As the national CXH coordinator, I can’t help but feel optimistic. We have a strong coalition for CHX scale up, and if collaboration and synergy continue, we will see the long-overdue reduction of newborn death rates in Pakistan. That will be something to celebrate.

CHX national scale-up coalition partners:

  • Ministry of National Health Services Regulations & Coordination
  • Provincial health departments (Punjab, Sindh, Khyber Pakhtunkhwa, Baluchistan)
  • Regional health departments (Gilgit-Baltistan, Azad Kashmir, Islamabad Capital Territory, Federally Administered Tribal Areas)
  • Regulatory bodies (Drug Regulatory Authority of Pakistan, Pakistan Nursing Council, Pakistan Medical and Dental Council)
  • Representative bodies (SOGP, PPA, PMA Society of Obstetricians and Gynaecologists)
  • Development partners (USAID, UNICEF, WHO, UNFPA)
  • Implementing partners (JSI/HSS, JHPIEGO/ MCHIP, Mercy Corps, Save the Children, USP, SHOPS)

References:

  1. Liu L, Oza S, Hogan D, et al. Global, regional, and national causes of child mortality in 2000–13, with projections to inform post-2015 priorities: an updated systematic analysis. Lancet. 2015;385(9966):430– doi:10.1016/S0140-6736(14)61698–6.
  2. MEASURE DHS. STATcompiler: building tables with DHS DATA. 2015. http://legacy.statcompiler.com/start.cfm.
  3. National Institute of Population Studies (NIPS) [Pakistan] and MII. Pakistan Demographic and Health Survey 2006–  https://dhsprogram.com/pubs/pdf/FR200/FR200.pdf. Published 2008.
  4. Soofi S, Cousens S, Imdad A, Bhutto N, Ali N, Bhutta ZA. Topical application of chlorhexidine to neonatal umbilical cords for prevention of omphalitis and neonatal mortality in a rural district of Pakistan: a community-based, cluster-randomised trial. Lancet. 2012;379(9820):1029– doi:10.1016/S0140–6736(11)61877–1.
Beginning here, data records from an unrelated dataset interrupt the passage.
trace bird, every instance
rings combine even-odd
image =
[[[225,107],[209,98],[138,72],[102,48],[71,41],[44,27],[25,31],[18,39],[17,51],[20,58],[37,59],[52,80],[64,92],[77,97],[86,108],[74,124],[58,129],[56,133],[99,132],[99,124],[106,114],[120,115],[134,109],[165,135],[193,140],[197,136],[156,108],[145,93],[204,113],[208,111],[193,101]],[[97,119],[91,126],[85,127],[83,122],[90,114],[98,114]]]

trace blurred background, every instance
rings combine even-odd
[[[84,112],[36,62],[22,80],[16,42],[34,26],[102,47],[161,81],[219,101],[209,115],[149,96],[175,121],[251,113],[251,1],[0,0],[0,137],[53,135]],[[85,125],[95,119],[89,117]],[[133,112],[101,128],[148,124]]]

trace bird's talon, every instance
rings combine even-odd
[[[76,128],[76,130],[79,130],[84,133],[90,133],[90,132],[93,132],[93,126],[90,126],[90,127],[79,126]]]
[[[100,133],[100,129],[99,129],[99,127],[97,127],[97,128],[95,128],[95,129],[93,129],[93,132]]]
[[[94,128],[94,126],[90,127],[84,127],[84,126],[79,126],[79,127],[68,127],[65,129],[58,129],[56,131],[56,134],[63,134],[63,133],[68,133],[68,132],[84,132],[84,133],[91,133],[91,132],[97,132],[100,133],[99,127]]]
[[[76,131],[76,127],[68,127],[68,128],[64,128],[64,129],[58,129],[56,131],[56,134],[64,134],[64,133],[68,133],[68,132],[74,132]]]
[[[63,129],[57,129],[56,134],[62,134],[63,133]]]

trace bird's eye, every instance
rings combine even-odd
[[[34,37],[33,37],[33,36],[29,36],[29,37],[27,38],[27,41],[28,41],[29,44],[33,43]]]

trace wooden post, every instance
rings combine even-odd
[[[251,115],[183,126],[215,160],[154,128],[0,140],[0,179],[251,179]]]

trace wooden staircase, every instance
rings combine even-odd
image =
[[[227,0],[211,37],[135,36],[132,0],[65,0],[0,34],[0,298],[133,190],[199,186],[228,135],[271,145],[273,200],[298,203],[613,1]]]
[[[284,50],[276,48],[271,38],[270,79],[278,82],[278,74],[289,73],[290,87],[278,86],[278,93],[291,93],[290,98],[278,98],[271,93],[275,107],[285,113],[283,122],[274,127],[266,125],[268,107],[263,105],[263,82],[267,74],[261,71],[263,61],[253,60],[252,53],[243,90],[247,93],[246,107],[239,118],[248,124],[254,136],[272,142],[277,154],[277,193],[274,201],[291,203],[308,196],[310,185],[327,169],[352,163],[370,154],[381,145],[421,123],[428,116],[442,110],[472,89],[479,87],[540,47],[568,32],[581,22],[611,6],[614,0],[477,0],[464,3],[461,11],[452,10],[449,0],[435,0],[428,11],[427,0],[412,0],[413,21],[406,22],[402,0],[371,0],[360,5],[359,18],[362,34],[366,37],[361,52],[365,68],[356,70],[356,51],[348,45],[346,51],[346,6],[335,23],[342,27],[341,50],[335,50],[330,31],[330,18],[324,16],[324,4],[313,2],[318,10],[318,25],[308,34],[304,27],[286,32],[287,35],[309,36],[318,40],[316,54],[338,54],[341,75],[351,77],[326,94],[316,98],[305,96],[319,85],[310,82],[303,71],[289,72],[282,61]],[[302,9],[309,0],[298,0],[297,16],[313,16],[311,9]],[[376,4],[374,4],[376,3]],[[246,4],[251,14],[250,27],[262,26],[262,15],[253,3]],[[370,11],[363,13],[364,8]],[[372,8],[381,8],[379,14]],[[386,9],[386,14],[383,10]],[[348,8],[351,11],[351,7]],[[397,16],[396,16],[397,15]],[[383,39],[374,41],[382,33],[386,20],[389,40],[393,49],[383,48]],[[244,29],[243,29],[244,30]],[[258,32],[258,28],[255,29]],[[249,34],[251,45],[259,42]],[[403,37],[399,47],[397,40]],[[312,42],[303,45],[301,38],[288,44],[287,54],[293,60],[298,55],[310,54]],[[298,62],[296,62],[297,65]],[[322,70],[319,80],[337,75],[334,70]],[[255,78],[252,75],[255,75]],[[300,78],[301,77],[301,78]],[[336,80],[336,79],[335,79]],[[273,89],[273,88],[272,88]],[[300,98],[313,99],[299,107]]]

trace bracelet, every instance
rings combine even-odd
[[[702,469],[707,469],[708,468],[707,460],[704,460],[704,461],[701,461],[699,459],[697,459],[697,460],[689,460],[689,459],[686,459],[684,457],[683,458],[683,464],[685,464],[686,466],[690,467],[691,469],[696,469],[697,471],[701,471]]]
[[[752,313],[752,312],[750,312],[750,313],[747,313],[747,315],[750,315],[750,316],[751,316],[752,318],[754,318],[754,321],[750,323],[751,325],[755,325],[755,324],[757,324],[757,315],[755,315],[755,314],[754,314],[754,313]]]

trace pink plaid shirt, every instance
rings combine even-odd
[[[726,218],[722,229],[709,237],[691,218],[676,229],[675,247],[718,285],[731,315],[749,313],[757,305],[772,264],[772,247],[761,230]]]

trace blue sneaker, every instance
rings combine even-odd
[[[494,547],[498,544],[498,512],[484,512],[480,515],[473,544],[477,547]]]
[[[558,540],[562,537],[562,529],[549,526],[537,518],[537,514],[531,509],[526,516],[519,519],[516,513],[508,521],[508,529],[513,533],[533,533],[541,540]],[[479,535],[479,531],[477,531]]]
*Dr. Nadeem Hassan is the National CHX Coordinator of the Health Systems Strengthening Component of USAID’s MCH Program.

One response to “Pakistani Coalitions Save Newborn Lives through Chlorhexidine Distribution”

  1. Thank you for sharing the story of Pakistan’s coordination around the scale up of CHX. The evidence showing its impact on newborn mortality in the community (non-facility based births) is strong and has been around for many years now. Although we see more countries adding it to their essential drug lists, it is still less likely to be promoted and made available for home births than it should be in countries, like Pakistan, where the total number of home births continues to be high. Can you tell us if Pakistan’s effort is focused on CHX use in both institutional and non-institutional births? And, if non-institutional births are included, what are the plans for making CHX available to pregnant women and their families? Thanks again for sharing information about this exciting scale-up effort with us.